Mobile Elastic Edge Clouds for Scalable, Low-Latency Services

Timothy Wood, George Washington University, PI
K.K. Ramakrishnan, University of California Riverside, PI
Prashant Shenoy, University of Massachusetts Amherst, PI

This project is supported by the National Science Foundation’s CNS-CSR Grants #1763548, #1763929, and #1763834.

Smart wearables, the Internet of Things, and new application types such as augmented reality promise to revolutionize how people interact with technology in their daily lives. While embedded and smart devices have growing capabilities, they still rely on a backend cloud infrastructure to provide additional storage and computational capacity. However, these new application types have characteristics such as strict performance requirements and frequent mobility that are ill suited for today’s centralized clouds. This project will develop new system architectures that will increase the scalability, elasticity, and mobility of “edge” applications that connect to mobile users.

Towards this end, the project will explore the communication and system architectures needed to effectively support edge cloud services. The project will leverage advances in network function virtualization to provide high performance networking, and will explore the communication and Operating System primitives needed to support scalable middleboxes and application endpoints. Using this platform as a base, the project will design models that capture the new challenges inherent in mobile edge cloud workloads. These models will be used to guide elastic scaling algorithms.

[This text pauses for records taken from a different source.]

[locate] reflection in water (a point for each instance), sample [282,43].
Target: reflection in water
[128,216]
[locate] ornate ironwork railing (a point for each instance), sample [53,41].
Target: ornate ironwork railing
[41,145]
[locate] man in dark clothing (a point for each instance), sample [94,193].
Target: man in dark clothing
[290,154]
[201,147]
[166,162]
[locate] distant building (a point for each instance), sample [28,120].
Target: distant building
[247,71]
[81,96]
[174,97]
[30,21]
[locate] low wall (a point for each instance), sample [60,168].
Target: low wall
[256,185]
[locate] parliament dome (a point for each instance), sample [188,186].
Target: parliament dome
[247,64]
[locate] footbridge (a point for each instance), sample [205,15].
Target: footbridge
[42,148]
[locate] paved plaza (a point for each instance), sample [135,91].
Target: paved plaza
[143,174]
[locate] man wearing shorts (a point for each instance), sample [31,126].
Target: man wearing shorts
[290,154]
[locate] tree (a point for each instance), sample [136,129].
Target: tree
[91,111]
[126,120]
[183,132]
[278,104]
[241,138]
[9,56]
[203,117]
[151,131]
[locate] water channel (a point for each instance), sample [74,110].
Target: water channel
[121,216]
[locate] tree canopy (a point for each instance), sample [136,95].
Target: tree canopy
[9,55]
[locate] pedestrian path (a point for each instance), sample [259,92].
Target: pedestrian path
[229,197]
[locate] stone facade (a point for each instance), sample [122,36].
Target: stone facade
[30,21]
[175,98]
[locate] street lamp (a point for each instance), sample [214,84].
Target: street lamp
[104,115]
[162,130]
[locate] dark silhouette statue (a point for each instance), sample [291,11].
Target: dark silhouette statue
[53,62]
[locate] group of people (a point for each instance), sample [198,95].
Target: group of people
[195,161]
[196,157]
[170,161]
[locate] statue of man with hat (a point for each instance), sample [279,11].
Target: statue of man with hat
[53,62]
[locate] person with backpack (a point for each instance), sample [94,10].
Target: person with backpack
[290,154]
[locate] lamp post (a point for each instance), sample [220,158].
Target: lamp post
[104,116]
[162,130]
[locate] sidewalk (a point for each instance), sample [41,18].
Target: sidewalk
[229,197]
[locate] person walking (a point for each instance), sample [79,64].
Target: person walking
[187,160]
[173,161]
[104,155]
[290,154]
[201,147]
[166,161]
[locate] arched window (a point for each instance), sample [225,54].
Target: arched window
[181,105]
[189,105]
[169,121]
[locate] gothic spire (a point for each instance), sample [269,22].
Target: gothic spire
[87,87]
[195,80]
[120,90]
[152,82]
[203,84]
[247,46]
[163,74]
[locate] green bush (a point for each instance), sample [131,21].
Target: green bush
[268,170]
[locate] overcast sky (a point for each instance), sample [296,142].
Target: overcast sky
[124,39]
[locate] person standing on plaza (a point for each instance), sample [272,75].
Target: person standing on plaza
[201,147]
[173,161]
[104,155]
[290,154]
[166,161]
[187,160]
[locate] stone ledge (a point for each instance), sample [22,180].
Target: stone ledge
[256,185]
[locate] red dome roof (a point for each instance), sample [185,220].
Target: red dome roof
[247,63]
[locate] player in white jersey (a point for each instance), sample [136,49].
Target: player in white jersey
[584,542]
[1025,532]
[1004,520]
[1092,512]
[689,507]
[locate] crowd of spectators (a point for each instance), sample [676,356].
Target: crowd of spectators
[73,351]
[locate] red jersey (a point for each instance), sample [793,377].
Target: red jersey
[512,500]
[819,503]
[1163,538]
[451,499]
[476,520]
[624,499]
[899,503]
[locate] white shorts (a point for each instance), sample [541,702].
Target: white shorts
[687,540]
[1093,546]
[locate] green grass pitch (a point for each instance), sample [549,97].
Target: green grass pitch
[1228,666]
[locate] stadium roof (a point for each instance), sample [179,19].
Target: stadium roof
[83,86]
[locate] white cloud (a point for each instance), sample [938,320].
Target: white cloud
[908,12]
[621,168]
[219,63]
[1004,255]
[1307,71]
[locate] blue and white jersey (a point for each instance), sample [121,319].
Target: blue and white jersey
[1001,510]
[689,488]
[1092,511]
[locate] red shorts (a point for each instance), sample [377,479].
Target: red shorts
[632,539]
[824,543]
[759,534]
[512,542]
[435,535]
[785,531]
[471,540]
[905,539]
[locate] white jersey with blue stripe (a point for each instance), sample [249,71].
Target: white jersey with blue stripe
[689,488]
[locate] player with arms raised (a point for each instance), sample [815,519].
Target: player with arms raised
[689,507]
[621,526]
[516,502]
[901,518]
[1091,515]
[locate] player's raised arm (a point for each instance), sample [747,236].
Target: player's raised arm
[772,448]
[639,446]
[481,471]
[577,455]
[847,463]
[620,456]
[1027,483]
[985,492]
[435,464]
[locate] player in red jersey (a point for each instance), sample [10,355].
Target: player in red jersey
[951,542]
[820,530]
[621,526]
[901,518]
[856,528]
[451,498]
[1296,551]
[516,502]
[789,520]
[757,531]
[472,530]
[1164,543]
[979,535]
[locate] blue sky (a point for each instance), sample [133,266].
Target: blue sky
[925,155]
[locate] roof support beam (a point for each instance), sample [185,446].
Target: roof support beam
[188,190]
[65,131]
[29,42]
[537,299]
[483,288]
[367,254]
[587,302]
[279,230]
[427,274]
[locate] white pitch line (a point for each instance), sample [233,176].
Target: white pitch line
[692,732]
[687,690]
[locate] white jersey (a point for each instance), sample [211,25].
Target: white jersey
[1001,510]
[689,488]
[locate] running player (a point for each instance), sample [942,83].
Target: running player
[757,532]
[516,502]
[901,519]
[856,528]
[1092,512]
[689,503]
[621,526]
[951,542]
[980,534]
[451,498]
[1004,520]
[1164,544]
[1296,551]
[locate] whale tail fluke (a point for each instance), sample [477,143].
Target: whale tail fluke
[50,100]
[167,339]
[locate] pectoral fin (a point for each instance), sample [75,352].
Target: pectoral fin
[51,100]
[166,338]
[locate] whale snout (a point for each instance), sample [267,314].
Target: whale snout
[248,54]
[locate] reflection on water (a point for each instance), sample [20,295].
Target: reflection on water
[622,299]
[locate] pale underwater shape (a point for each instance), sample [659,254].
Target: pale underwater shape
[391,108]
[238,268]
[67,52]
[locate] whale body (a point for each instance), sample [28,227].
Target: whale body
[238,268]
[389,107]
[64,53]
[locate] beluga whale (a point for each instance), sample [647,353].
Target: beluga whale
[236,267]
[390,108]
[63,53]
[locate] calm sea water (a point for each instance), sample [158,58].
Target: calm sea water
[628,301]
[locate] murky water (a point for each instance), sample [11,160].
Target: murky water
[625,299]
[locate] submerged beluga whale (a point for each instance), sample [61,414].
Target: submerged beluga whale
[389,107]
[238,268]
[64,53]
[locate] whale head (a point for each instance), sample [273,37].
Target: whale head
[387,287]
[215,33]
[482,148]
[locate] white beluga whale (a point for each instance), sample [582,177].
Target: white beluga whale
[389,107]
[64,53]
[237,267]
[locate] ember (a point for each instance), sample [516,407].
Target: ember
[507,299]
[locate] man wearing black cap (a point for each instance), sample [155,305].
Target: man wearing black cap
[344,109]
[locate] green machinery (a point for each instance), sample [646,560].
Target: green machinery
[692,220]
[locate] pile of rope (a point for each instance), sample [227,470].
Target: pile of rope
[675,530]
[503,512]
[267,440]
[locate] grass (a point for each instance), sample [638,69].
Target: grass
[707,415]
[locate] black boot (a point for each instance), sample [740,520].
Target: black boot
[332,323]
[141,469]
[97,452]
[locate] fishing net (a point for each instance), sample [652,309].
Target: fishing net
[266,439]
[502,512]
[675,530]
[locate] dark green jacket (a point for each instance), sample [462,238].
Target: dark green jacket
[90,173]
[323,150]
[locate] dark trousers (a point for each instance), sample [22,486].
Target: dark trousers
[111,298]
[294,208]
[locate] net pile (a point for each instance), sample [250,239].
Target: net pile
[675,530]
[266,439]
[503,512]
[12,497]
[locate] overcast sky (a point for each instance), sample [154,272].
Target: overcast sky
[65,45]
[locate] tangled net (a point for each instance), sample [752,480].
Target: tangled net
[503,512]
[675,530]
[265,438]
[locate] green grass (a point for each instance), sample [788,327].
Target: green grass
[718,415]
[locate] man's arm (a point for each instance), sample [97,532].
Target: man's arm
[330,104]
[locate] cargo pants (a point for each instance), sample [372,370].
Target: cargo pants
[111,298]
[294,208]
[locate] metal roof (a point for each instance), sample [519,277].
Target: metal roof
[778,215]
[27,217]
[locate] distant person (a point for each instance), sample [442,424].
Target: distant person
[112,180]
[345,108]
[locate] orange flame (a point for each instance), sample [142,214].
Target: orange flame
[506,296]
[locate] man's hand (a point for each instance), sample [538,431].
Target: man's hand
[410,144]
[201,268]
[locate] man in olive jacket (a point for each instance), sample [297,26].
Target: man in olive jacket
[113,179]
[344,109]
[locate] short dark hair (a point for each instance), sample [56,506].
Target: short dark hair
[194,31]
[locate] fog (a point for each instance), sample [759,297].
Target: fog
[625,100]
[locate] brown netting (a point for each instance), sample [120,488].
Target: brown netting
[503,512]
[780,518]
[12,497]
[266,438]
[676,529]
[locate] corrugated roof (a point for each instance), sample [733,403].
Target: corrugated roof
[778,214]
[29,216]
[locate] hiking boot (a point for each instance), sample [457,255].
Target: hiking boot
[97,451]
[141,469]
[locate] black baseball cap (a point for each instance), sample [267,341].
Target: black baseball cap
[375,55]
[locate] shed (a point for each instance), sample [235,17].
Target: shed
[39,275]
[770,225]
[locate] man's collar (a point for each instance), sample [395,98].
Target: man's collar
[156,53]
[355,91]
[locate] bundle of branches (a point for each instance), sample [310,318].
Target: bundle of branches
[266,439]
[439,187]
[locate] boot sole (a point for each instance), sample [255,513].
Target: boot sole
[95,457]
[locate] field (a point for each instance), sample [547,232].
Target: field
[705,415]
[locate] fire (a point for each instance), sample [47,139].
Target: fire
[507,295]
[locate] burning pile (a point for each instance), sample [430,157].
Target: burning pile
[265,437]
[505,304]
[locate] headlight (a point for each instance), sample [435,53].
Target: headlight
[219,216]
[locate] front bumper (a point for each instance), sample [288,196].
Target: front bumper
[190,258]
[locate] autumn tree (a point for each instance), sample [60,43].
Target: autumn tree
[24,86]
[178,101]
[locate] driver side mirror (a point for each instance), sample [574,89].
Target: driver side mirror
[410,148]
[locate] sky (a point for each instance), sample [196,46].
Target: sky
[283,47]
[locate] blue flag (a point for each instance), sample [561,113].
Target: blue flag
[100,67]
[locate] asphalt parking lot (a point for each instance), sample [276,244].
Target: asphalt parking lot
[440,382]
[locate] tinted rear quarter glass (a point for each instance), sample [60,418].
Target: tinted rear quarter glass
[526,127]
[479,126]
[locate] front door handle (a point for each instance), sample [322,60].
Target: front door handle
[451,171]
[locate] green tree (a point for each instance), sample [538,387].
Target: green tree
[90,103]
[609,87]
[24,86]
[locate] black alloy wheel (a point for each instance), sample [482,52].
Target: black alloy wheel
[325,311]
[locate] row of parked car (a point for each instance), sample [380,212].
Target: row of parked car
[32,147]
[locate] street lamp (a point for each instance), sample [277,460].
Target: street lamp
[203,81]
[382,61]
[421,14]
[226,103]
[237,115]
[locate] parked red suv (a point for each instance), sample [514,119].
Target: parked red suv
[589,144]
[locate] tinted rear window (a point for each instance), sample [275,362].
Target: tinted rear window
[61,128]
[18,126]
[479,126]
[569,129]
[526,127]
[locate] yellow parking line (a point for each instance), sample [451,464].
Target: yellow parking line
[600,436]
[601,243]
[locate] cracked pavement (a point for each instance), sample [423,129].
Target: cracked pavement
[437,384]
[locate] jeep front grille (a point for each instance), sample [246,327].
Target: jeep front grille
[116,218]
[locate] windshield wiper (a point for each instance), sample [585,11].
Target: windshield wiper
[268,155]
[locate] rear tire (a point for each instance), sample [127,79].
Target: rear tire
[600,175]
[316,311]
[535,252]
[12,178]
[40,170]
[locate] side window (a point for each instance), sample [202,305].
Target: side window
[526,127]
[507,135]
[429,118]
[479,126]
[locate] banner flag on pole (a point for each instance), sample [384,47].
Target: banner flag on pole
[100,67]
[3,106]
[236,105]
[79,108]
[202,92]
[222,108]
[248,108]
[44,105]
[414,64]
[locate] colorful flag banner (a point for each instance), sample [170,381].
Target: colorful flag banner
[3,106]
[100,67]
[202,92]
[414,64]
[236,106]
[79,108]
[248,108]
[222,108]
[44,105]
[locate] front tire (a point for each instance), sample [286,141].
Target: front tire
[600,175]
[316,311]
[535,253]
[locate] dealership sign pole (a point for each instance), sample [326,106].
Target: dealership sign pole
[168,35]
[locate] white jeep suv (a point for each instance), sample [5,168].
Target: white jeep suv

We are increasingly reliant on mobile computing devices to guide our cars, help us keep in touch with others, gather data of our surroundings, and more. The mobile elastic edge cloud platform being developed in this project will help improve the scalability, agility, and efficiency of edge clouds, allowing them to support new types of performance critical applications. The PIs will engage a broad range of students from the undergraduate to Ph.D. levels in the educational and research activities of this grant.